# After an atractive low light background plant



## duzzy (Feb 9, 2008)

Hi there,

I need some help, I am after an attractive tall, low light background plant. Any suggestions? great colors would be great and are tiger lily's low light?

Regards Darren


----------



## macclellan (Feb 28, 2007)

Tiger lilies aren't really a background plant.

For a tall, low light background plant, you can't beat Cryptocoryne spiralis, retrospiralis, and (for larger tanks) balansae.


----------



## duzzy (Feb 9, 2008)

Thanks Mac, yeah I knew the lilys were not for background


----------



## trilinearmipmap (Mar 8, 2005)

Limnophila sessiliflora.


----------



## Robert Hudson (Feb 5, 2004)

About the only thing with color that is big and tolerant of lower light levels is some sword plants. It depends on how low is low!


----------



## duzzy (Feb 9, 2008)

Hi there, 

I am running 2 fluros so 40 wats

Regards Darren


----------



## Tex Gal (Nov 1, 2007)

How about Barclaya longifolia red? It's a crypt so it should be low light.


----------



## davemonkey (Mar 29, 2008)

My Val's have proved to be good low-light background. But there "attractive"ness is debateable. I like them. 

Also, like Robert mentioned, swords are good and there are colorful varieties out there (Ozelot, Red Rubin, ...).

Hygro. difformis is good, but in low-light it's slower to grow. Anacharis will work well, but it's not very appealing. I also found a local Potamogeton that has shown to do okay in low light. I'm doing a trial with it right now to see how it looks/performs submersed.
http://www.aquaticplantcentral.com/...sions/52194-experience-american-pondweed.html

(I have a feeling it will turn out to only be good for mid-ground, though.)


----------



## Hawkeye (Aug 20, 2004)

I agree with Robert on the swords I've had swords in a 55gal moderate light tank with over 20 inch leaves. I also had Crypts growing all most to surface. I think the sword was a red rubin and the Crypt was a Cyrptocoryne beckettii.

Hawk


----------



## Robert Hudson (Feb 5, 2004)

> How about Barclaya longifolia red? It's a crypt so it should be low light.
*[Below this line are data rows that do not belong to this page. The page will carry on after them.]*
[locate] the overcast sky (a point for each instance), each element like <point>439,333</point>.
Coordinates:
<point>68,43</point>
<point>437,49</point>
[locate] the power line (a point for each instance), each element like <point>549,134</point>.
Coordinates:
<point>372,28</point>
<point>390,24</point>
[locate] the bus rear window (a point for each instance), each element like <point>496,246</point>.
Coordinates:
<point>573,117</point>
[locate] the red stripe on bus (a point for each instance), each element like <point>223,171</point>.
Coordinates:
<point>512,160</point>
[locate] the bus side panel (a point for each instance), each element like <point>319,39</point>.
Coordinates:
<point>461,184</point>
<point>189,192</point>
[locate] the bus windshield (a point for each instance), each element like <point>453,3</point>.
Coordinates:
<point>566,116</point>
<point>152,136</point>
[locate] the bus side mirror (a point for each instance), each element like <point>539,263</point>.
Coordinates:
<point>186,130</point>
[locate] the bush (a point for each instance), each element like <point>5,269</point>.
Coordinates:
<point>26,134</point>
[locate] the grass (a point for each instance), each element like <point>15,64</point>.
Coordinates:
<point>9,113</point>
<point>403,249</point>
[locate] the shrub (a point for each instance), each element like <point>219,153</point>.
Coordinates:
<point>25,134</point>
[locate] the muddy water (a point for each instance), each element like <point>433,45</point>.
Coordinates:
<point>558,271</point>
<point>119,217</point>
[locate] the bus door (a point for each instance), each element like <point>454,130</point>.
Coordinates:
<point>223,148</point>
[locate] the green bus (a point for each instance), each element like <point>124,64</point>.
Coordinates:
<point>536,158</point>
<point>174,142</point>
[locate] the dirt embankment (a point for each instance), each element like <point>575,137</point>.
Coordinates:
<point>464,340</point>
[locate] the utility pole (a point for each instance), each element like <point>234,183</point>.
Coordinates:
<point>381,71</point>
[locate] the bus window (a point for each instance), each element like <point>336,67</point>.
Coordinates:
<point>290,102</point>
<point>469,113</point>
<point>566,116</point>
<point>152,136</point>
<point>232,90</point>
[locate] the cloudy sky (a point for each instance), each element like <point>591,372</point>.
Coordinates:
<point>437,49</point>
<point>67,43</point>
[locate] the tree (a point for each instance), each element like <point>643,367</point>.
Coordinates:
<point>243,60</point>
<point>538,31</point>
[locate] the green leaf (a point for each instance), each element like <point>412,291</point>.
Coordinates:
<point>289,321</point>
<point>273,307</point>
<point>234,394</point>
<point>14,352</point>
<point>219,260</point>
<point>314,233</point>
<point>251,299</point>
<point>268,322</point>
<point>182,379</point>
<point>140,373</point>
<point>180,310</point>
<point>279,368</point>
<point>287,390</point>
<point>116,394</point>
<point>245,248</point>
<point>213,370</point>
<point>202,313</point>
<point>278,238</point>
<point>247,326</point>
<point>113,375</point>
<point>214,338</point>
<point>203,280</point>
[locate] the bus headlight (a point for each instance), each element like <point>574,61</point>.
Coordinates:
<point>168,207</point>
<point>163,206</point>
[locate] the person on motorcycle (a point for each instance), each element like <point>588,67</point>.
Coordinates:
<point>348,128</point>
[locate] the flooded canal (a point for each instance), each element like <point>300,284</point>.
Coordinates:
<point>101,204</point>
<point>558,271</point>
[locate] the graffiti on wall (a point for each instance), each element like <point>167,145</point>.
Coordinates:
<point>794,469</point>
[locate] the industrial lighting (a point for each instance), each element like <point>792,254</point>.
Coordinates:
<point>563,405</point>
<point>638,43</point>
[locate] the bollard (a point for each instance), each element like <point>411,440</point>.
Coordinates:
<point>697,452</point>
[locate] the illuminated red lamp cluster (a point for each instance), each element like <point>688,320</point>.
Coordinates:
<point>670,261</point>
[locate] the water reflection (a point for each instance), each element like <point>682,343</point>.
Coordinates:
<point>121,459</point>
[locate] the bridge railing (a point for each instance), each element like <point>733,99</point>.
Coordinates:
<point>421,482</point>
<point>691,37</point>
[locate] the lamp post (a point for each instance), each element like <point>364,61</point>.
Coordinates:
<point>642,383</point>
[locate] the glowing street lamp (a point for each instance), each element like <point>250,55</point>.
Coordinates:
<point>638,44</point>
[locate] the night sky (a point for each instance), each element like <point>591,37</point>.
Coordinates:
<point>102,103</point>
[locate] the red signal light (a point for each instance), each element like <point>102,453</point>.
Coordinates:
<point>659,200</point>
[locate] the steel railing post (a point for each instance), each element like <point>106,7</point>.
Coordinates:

No, Barclaya is not a cryp, Barclaya is Barclaya!

Hawkeye! Somebody was just asking me not too long ago if I had heard from you lately! Its been at least a year! Are you back?


----------



## LetDiceFly (May 30, 2008)

I don't have much light and I have willow hygro that grows like a weed. And I started with a half dead cutting.


----------



## maknwar (Feb 28, 2008)

LetDiceFly said:


> I don't have much light and I have willow hygro that grows like a weed. And I started with a half dead cutting.


I grow hygro sunset in low light, and its quite beautiful.


----------



## Tex Gal (Nov 1, 2007)

Robert Hudson said:


> No, Barclaya is not a cryp, Barclaya is Barclaya!
> 
> Hawkeye! Somebody was just asking me not too long ago if I had heard from you lately! Its been at least a year! Are you back?


Thanks Robert! I thought it was in the crypt family, although now that I think about it, it does come from a bulb....  Waiting for my barclaya to get big...... :mrgreen:


----------



## duzzy (Feb 9, 2008)

I love the look of Limnophila sessiliflora and Hygrophila polysperma, I am trying to organise a metal halide setup but need patience but for now need some low light stuff.

Thanks all

Regards Darren


----------